Insgesamt 13 Millionen Mark hat die CDU in Hessen aus anonymen Erbschaften erhalten. Nun muss die Union beweisen, dass es sich um echte Vermächtnisse handelt - andernfalls drohen millionenschwere Rückzahlungen an die Bundestagsverwaltung, heißt es in Medienberichten.


Wiesbaden - Insgesamt hatten Partei und Frankfurter Kreisverband in den Jahren 1989, 1991 und 1996 drei anonyme Vermächtnisse über einen Liechtensteiner Notar erhalten - insgesamt 13 Millionen Mark. Im Rechenschaftsbericht wurde das Geld unter "Sonstige Einnahmen" verbucht. Nach Informationen der "Frankfurter Rundschau" verlangt die Bundestagsverwaltung jetzt einen Testamentsauszug oder eine vergleichbare beglaubigte Bestätigung dafür, dass das Geld tatsächlich aus Vermächtnissen stammt. Sollte die CDU dies nicht vorlegen können, werde der Betrag als unzulässige Spende gewertet und müsse zurückgezahlt werden.

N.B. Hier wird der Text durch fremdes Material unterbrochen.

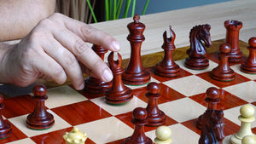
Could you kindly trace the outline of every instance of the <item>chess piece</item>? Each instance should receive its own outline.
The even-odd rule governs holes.
[[[252,122],[255,120],[254,108],[251,105],[244,105],[240,108],[240,113],[238,119],[241,121],[241,127],[237,133],[231,135],[230,143],[232,144],[241,144],[244,136],[254,135],[251,130]]]
[[[155,130],[156,138],[154,140],[155,144],[171,144],[172,140],[171,129],[167,126],[160,126]]]
[[[113,72],[113,86],[109,91],[106,93],[107,102],[111,104],[121,104],[131,101],[133,97],[131,89],[124,85],[122,81],[122,73],[124,69],[122,68],[122,57],[118,54],[118,60],[113,60],[113,52],[111,52],[108,55],[108,60],[110,69]]]
[[[230,46],[228,43],[223,43],[219,46],[219,61],[218,66],[211,72],[211,78],[218,81],[232,81],[235,79],[235,72],[229,66],[229,58]]]
[[[220,144],[224,138],[223,110],[207,110],[203,114],[199,144]]]
[[[226,20],[224,26],[226,28],[225,43],[230,44],[231,47],[229,62],[241,62],[242,53],[239,49],[239,31],[242,27],[242,23],[238,20]]]
[[[94,44],[92,49],[104,60],[104,55],[108,50]],[[93,77],[88,77],[84,82],[84,89],[90,93],[104,94],[112,87],[112,82],[103,82]]]
[[[127,26],[130,32],[127,39],[131,43],[131,56],[122,78],[125,84],[130,85],[145,84],[150,81],[150,73],[143,68],[141,60],[142,43],[145,40],[143,34],[145,25],[139,22],[139,20],[140,16],[135,14],[133,17],[134,22]]]
[[[190,69],[201,70],[209,66],[209,60],[207,58],[207,48],[212,46],[210,25],[199,25],[190,30],[189,42],[190,48],[187,50],[189,57],[185,60],[185,66]],[[203,41],[205,46],[202,44]]]
[[[147,115],[145,108],[137,107],[133,110],[131,123],[135,125],[134,132],[131,136],[125,140],[124,144],[153,144],[152,140],[146,136],[144,131],[144,125],[148,123]]]
[[[45,130],[55,124],[54,116],[46,111],[44,101],[47,100],[46,87],[36,85],[32,92],[32,97],[36,101],[34,111],[26,117],[26,126],[33,130]]]
[[[148,98],[147,106],[148,124],[147,126],[162,125],[166,121],[166,114],[159,109],[157,100],[160,98],[160,86],[155,82],[151,82],[147,86],[146,96]]]
[[[170,26],[171,37],[168,38],[166,31],[163,34],[164,43],[162,49],[165,51],[164,59],[155,66],[155,74],[162,77],[176,77],[179,75],[179,66],[174,62],[172,52],[175,49],[175,33]]]
[[[241,139],[241,144],[256,144],[256,137],[253,135],[246,135]]]
[[[248,41],[249,56],[246,61],[241,65],[241,71],[246,73],[256,74],[256,37],[253,37]]]
[[[0,95],[0,140],[9,137],[12,133],[11,125],[3,118],[2,110],[3,108],[3,97]]]
[[[208,88],[207,90],[207,97],[205,101],[207,102],[207,110],[217,110],[217,104],[219,102],[219,92],[215,87]],[[199,116],[196,123],[196,127],[201,130],[203,115]]]
[[[66,132],[63,138],[67,144],[84,144],[87,135],[78,128],[73,128],[69,133]]]

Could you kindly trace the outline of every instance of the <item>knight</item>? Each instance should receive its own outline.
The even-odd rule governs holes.
[[[211,26],[208,24],[194,26],[189,32],[190,48],[185,60],[185,66],[190,69],[201,70],[209,66],[206,48],[212,46]],[[205,46],[202,42],[205,43]]]

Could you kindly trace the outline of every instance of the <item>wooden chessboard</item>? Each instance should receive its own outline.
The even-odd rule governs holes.
[[[240,64],[231,66],[236,72],[236,79],[231,82],[219,82],[209,77],[209,72],[218,66],[217,49],[224,40],[213,42],[208,49],[210,66],[206,70],[195,71],[184,67],[185,50],[181,48],[175,50],[173,55],[176,63],[181,67],[177,78],[161,78],[154,74],[154,65],[159,62],[163,53],[143,56],[143,63],[150,72],[152,82],[160,85],[161,97],[159,107],[166,114],[165,125],[172,131],[172,143],[198,143],[201,131],[196,129],[198,116],[207,109],[204,101],[205,92],[209,87],[220,89],[220,103],[218,108],[224,112],[224,144],[229,143],[230,135],[238,131],[240,121],[239,109],[242,105],[251,103],[256,107],[256,75],[240,72]],[[247,43],[240,42],[241,49],[247,55]],[[125,66],[128,60],[125,60]],[[3,110],[4,119],[12,125],[12,135],[0,143],[15,144],[64,144],[63,135],[78,127],[88,135],[86,144],[90,143],[121,143],[131,135],[134,125],[131,123],[131,112],[136,107],[146,107],[148,99],[145,96],[146,85],[129,86],[133,89],[134,98],[119,106],[105,102],[104,95],[92,95],[84,91],[76,91],[72,86],[62,85],[48,89],[48,100],[45,106],[55,117],[55,125],[46,130],[33,130],[26,126],[26,116],[33,111],[34,101],[32,94],[15,97],[5,97],[5,108]],[[256,116],[254,114],[254,116]],[[256,133],[256,123],[252,124],[253,132]],[[156,127],[145,127],[146,135],[154,139]]]

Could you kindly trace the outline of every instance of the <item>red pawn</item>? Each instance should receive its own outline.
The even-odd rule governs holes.
[[[152,82],[147,86],[148,93],[146,96],[148,98],[148,103],[147,106],[148,112],[148,124],[147,126],[160,126],[166,121],[166,114],[164,112],[159,109],[157,100],[160,95],[159,84],[155,82]]]
[[[0,140],[9,137],[12,132],[11,125],[7,121],[4,121],[2,117],[2,110],[4,108],[3,102],[3,97],[0,95]]]
[[[256,37],[248,41],[250,50],[248,59],[241,65],[241,71],[246,73],[256,74]]]
[[[235,79],[235,72],[229,66],[229,55],[231,49],[230,44],[223,43],[219,46],[218,66],[212,70],[211,78],[218,81],[232,81]]]
[[[145,108],[137,107],[133,110],[131,123],[135,125],[131,136],[125,139],[124,144],[153,144],[152,140],[147,137],[144,125],[148,123],[147,111]]]
[[[34,130],[45,130],[52,127],[55,124],[54,116],[46,111],[44,101],[47,100],[46,87],[44,85],[36,85],[33,88],[36,101],[34,111],[26,117],[26,126]]]

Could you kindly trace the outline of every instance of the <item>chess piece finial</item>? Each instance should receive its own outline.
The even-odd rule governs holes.
[[[171,144],[172,140],[171,129],[167,126],[160,126],[155,130],[156,138],[154,140],[155,144]]]
[[[0,140],[5,139],[11,135],[11,125],[2,117],[2,110],[4,108],[3,96],[0,95]]]
[[[256,37],[248,40],[249,56],[241,65],[241,71],[246,73],[256,74]]]
[[[226,20],[224,21],[224,27],[226,28],[225,43],[230,44],[231,47],[229,62],[241,62],[242,53],[239,48],[239,31],[242,27],[242,23],[234,20]]]
[[[185,60],[186,67],[201,70],[209,66],[205,46],[209,48],[212,45],[210,30],[211,26],[208,24],[195,26],[190,30],[190,48],[187,50],[189,57]]]
[[[44,101],[48,99],[44,85],[36,85],[32,97],[36,101],[34,111],[26,117],[26,126],[33,130],[46,130],[55,124],[54,116],[46,111]]]
[[[242,138],[241,144],[256,144],[256,137],[253,135],[246,135]]]
[[[238,119],[241,121],[241,127],[237,133],[231,135],[230,143],[241,144],[244,136],[254,135],[251,128],[252,122],[255,120],[253,117],[254,112],[254,108],[249,104],[244,105],[240,108],[241,115],[238,117]]]
[[[160,86],[155,82],[151,82],[147,86],[146,96],[148,98],[146,110],[148,112],[147,126],[160,126],[166,121],[166,114],[158,107],[158,99],[160,97]]]
[[[162,77],[177,77],[180,73],[180,68],[179,66],[174,62],[172,58],[173,50],[176,49],[174,44],[176,35],[171,26],[169,29],[170,37],[167,37],[166,31],[163,33],[164,43],[162,49],[165,51],[165,55],[163,60],[155,65],[154,73]]]
[[[84,144],[87,139],[86,133],[82,133],[78,128],[73,128],[69,133],[63,135],[67,144]]]

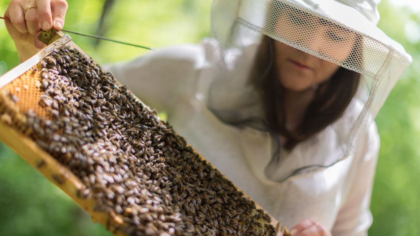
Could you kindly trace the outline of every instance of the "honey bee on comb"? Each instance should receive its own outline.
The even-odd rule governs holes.
[[[31,110],[18,126],[16,113],[3,109],[1,120],[30,130],[38,146],[81,180],[77,197],[109,215],[105,226],[113,233],[276,235],[268,215],[91,58],[66,46],[37,66],[39,105],[47,115]],[[18,102],[6,95],[0,102]],[[66,184],[62,176],[52,178]]]

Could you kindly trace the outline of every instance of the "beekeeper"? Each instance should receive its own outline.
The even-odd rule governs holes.
[[[213,38],[110,69],[292,235],[365,235],[374,119],[411,62],[376,27],[378,2],[215,0]],[[21,60],[67,8],[10,3]]]

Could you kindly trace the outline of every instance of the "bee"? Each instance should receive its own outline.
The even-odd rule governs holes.
[[[48,56],[47,57],[45,57],[45,60],[47,61],[47,63],[49,64],[52,64],[54,66],[57,65],[57,61],[55,60],[55,58],[52,56]]]

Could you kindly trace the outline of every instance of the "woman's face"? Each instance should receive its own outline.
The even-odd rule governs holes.
[[[274,54],[282,86],[300,92],[326,81],[347,58],[355,34],[336,24],[296,9],[282,12],[275,30],[292,43],[337,61],[334,63],[277,40]]]

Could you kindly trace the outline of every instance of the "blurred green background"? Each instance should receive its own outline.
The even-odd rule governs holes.
[[[416,0],[412,0],[413,1]],[[0,14],[9,0],[0,0]],[[69,0],[65,29],[155,48],[197,43],[210,35],[211,0]],[[376,118],[381,149],[371,209],[370,235],[420,235],[420,12],[386,0],[378,26],[403,45],[413,63],[391,92]],[[102,32],[102,33],[101,33]],[[147,52],[118,44],[71,35],[100,64]],[[18,63],[0,22],[0,75]],[[1,131],[0,131],[1,132]],[[111,235],[58,188],[0,143],[0,235]]]

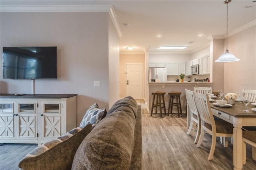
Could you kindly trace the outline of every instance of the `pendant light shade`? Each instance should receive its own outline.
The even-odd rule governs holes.
[[[226,62],[232,62],[240,60],[236,58],[235,56],[228,52],[228,4],[231,1],[230,0],[225,0],[224,3],[227,4],[227,34],[226,34],[226,53],[220,55],[217,60],[215,60],[215,62],[217,63],[224,63]]]
[[[240,60],[231,53],[228,52],[228,50],[226,49],[226,53],[220,55],[217,60],[215,60],[216,63],[223,63],[226,62],[236,61]]]

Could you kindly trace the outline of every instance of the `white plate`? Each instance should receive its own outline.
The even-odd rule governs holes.
[[[218,106],[219,107],[230,107],[230,106],[232,106],[232,105],[230,105],[230,104],[228,104],[228,103],[225,104],[225,105],[218,105],[218,103],[214,103],[213,104],[213,105],[214,105],[216,106]]]

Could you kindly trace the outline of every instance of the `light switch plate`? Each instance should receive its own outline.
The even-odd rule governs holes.
[[[100,81],[94,81],[94,87],[100,87]]]

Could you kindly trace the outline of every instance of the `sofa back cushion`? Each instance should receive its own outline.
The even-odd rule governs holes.
[[[19,164],[22,170],[71,169],[76,150],[92,130],[92,125],[77,127],[29,153]]]
[[[84,138],[76,151],[72,169],[129,169],[137,115],[134,108],[137,105],[134,99],[128,100],[129,105],[122,105],[121,101],[118,109],[99,122]]]

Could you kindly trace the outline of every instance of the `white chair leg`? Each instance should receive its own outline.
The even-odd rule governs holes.
[[[197,132],[196,132],[196,138],[194,141],[194,143],[197,143],[198,142],[199,140],[199,135],[200,135],[200,132],[201,132],[201,127],[199,126],[197,123]]]
[[[252,146],[252,159],[256,160],[256,147]]]
[[[212,146],[211,146],[211,150],[210,151],[209,156],[208,156],[208,160],[211,160],[213,156],[213,154],[214,153],[215,150],[215,146],[216,146],[216,136],[213,134],[212,136]]]
[[[231,144],[233,144],[233,137],[231,137]]]
[[[190,117],[191,116],[192,116],[192,115],[190,115]],[[191,129],[192,129],[192,127],[193,127],[193,120],[192,119],[190,118],[190,123],[188,130],[188,132],[187,132],[187,134],[189,134],[190,133]]]
[[[228,139],[226,137],[223,137],[223,146],[226,148],[228,147]]]
[[[244,143],[244,142],[243,141],[242,143],[242,158],[243,159],[243,164],[244,165],[245,164],[245,163],[246,163],[246,148],[245,143]]]
[[[202,144],[203,140],[204,139],[204,130],[201,127],[201,133],[200,133],[200,136],[199,136],[199,140],[198,142],[196,144],[196,147],[199,147]]]

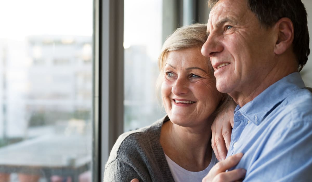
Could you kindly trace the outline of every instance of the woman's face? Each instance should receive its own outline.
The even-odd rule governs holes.
[[[161,91],[170,121],[185,127],[207,124],[221,96],[201,48],[170,52],[166,61]]]

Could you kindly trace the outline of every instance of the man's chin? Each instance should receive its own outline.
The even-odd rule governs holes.
[[[217,82],[217,89],[222,93],[229,93],[231,92],[232,89],[229,86],[228,84],[223,83],[222,84],[218,84]]]

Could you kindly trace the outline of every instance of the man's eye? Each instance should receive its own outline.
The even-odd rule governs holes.
[[[231,26],[231,25],[227,25],[225,27],[225,28],[226,28],[226,29],[227,29],[227,30],[229,30],[229,29],[230,29],[231,28],[232,28],[232,27],[233,27]]]

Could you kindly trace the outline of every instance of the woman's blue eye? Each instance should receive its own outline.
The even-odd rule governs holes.
[[[192,78],[200,78],[200,76],[192,74],[191,75],[191,77]]]
[[[167,72],[166,75],[168,77],[173,77],[174,76],[173,74],[171,72]]]

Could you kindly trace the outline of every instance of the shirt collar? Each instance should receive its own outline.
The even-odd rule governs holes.
[[[270,86],[242,107],[237,106],[235,112],[239,110],[245,118],[258,125],[276,105],[292,93],[304,87],[299,73],[291,73]]]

Kritiker hegen den Verdacht, hinter den Vermächtnissen könnten möglicherweise verdeckte Parteispenden stehen, die nur falsch deklariert worden seien. "Anonyme Vermächtnisse gebe es weder im deutschen noch im Liechtensteiner Rechtssystem", zitiert die Zeitung aus der Behörde. Die Hessen-CDU habe einräumen müssen, dass sie die Namen der angeblichen Erblasser selbst nicht kenne.